The word “discover” contextualizes Lydgate’s passion for medicine within both the dramatic scientific progress that was taking place in the nineteenth century and the birth of science as a discipline. It also links Lydgate’s medical research with the endeavors of colonial “discoverers.” Lydgate’s medical ambitions are thus framed as having a potentially transformative impact on the world.
Lydgate hopes to further stimulate the explosion of medical knowledge that took place at the beginning of the nineteenth century. Human knowledge is slow to change, and despite glimpses of advancement, medicine is still “shambling along the old paths.” There are many questions about human anatomy that remain unresolved, and Lydgate is determined answer them. Lydgate’s personality is still in the process of development, and he is not without flaws. He can be overconfident, too single-minded, and prone to applying his efforts to the wrong cause. However, the narrator emphasizes that all people have flaws like these, so we shouldn’t judge him too harshly.
The narrator’s mention of Lydgate’s flaws draws attention to the fact that no character in Middlemarch is presented as wholly good or wholly bad (with perhaps one exception, as we will see much later in the novel). Instead, Eliot portrays individual humans as complex, contradictory, and fallible, and encourages us to sympathize with her characters in spite of all their flaws.
Lydgate’s singular ambition means that he has difficulty enjoying things in life outside of medicine. While he was in Paris he fell in love with a married actress from Provence named Laure. He loved to go watch her at the theatre. One night while Lydgate was watching her perform the part of the play where she stabs her lover (played by her real-life husband), she actually stabbed him, murdering him. There was much speculation about whether the killing was intentional; even some of the actress’s fans believed she was guilty, but Lydgate didn’t.
Here as well as later in the novel, actresses represent passion, freedom, and rebellion.
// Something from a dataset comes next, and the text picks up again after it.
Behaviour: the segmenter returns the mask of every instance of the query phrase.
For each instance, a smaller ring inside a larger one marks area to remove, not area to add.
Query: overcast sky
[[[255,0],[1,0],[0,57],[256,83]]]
Choosing to be an actress was certainly not considered a respectable pursuit for a woman, and thus women who go down this path either don’t care about the expectations of others or have no choice. Laure’s killing of her husband is the ultimate exercise of this rebellion, even if it is accidental.
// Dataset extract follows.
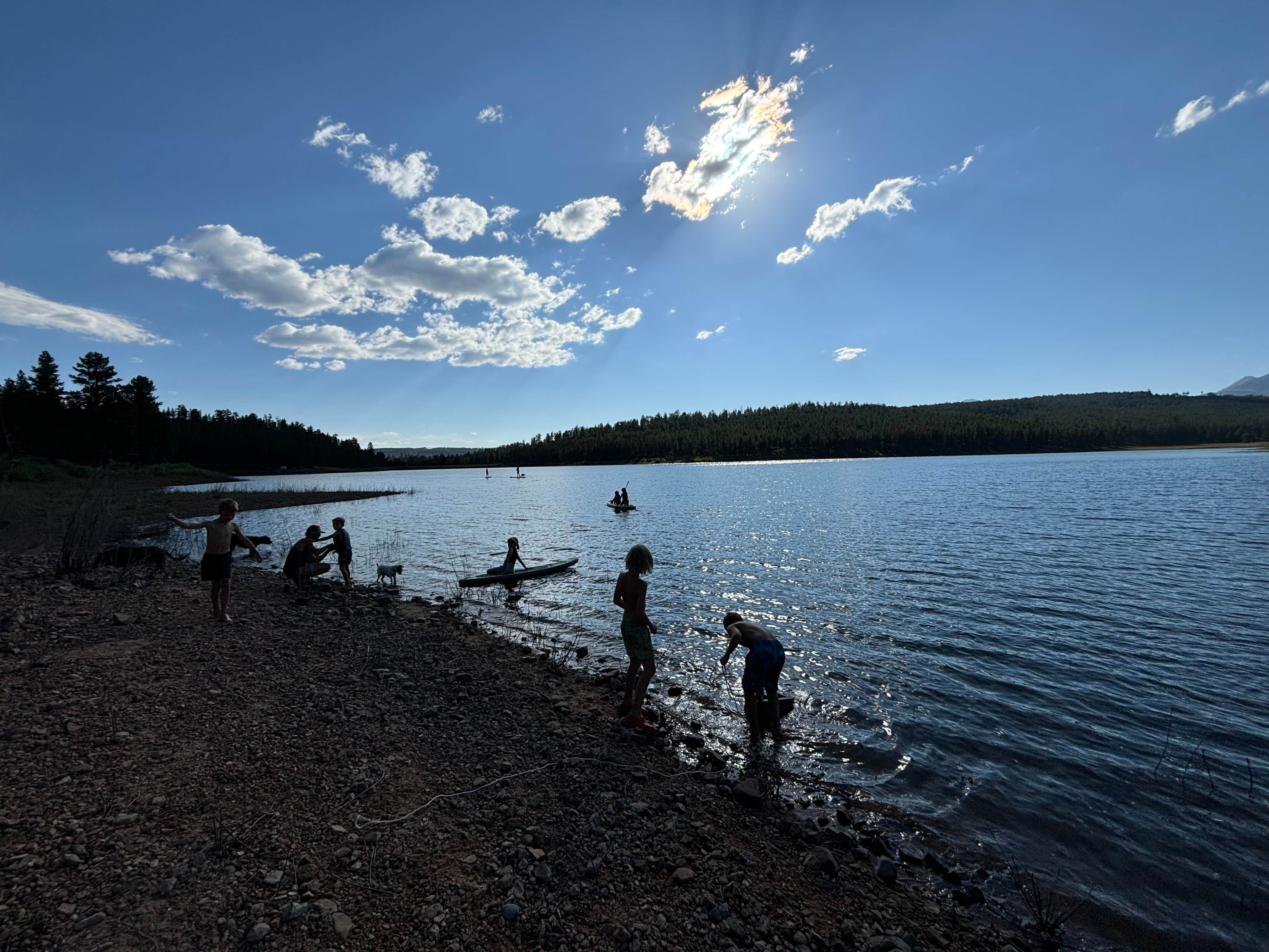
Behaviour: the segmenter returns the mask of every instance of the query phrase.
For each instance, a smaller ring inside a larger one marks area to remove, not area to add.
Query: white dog
[[[395,586],[396,585],[396,576],[400,575],[404,571],[405,571],[405,569],[402,566],[400,566],[400,565],[381,565],[379,566],[379,578],[376,579],[376,581],[383,581],[385,579],[387,579],[388,584]]]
While Laure was in custody Lydgate had many conversations with her. When she was found innocent and released, she fled to Avignon. Lydgate found her there and approached her after a performance, asking her to marry him. He knew it was crazy but he persevered, telling her he loved her and that he couldn’t live without her. Laure told him that when she stabbed her husband her foot really did slip, but that she intended to kill him. Panicked, Lydgate asked if the husband was abusive, but Laure replied that she was simply irritated with him. She concluded: “I do not like husbands. I will never have another.”
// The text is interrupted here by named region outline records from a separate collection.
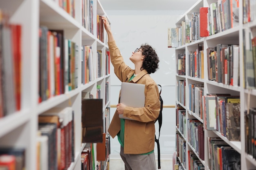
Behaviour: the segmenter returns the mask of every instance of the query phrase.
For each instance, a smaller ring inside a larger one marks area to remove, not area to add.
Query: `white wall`
[[[147,43],[154,48],[159,57],[159,69],[150,74],[156,83],[162,85],[161,96],[164,105],[175,105],[175,51],[167,47],[168,28],[175,27],[177,18],[184,11],[106,11],[112,32],[126,64],[133,68],[129,59],[137,48]],[[118,103],[121,82],[111,67],[111,104]],[[112,116],[115,108],[111,109]],[[164,108],[163,124],[159,138],[161,159],[172,158],[175,151],[175,109]],[[156,129],[158,130],[158,126]],[[112,140],[111,154],[119,153],[117,137]],[[156,145],[155,152],[157,153]],[[167,156],[166,156],[167,155]]]

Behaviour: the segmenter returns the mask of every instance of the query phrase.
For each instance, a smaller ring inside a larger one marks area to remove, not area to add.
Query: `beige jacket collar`
[[[134,74],[134,71],[129,73],[127,75],[127,78],[128,78],[128,79],[130,79],[130,77],[132,77],[132,75]],[[148,74],[148,72],[146,70],[142,70],[139,74],[133,78],[132,79],[131,81],[131,82],[133,82],[134,83],[136,83],[138,80],[139,80],[141,78],[143,77],[144,75]]]

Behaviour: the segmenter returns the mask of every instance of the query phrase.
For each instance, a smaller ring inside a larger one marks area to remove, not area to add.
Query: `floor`
[[[173,161],[171,159],[161,160],[160,170],[171,170],[173,169]],[[156,164],[157,166],[157,160],[156,160]],[[122,159],[110,159],[110,170],[125,170],[124,164]]]

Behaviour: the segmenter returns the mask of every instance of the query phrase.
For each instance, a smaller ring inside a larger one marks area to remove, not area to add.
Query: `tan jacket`
[[[124,62],[115,42],[109,42],[108,44],[115,73],[121,82],[128,82],[134,73],[134,70]],[[143,108],[126,106],[124,109],[124,116],[136,121],[129,119],[125,121],[124,152],[130,154],[147,153],[153,150],[155,147],[154,121],[158,117],[160,108],[158,88],[145,70],[142,71],[130,82],[145,84],[145,104]],[[120,128],[120,120],[116,110],[108,132],[114,138]]]

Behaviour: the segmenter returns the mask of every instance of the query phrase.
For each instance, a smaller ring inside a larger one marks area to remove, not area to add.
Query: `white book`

Although he initially believes she didn’t mean to do it, Lydgate’s decision to propose to a woman who killed her husband suggests that he may be prone to risky behavior and self-sabotage. His reckless pursuit of Laure conveys the idea that love can make people lose their common sense. Meanwhile, Laure’s admission of guilt is scandalous, and would have been even more so to nineteenth-century readers.
Following this encounter Lydgate resolved to have “a strictly scientific view of women.” No one in Middlemarch would believe this episode from Lydgate’s past. Now, the town expects him to assimilate totally into the community.
Lydgate’s resolution to have a “scientific view of women” suggests he is going to force himself to be rational when it comes to love and marriage. However, one could argue that this is not actually possible.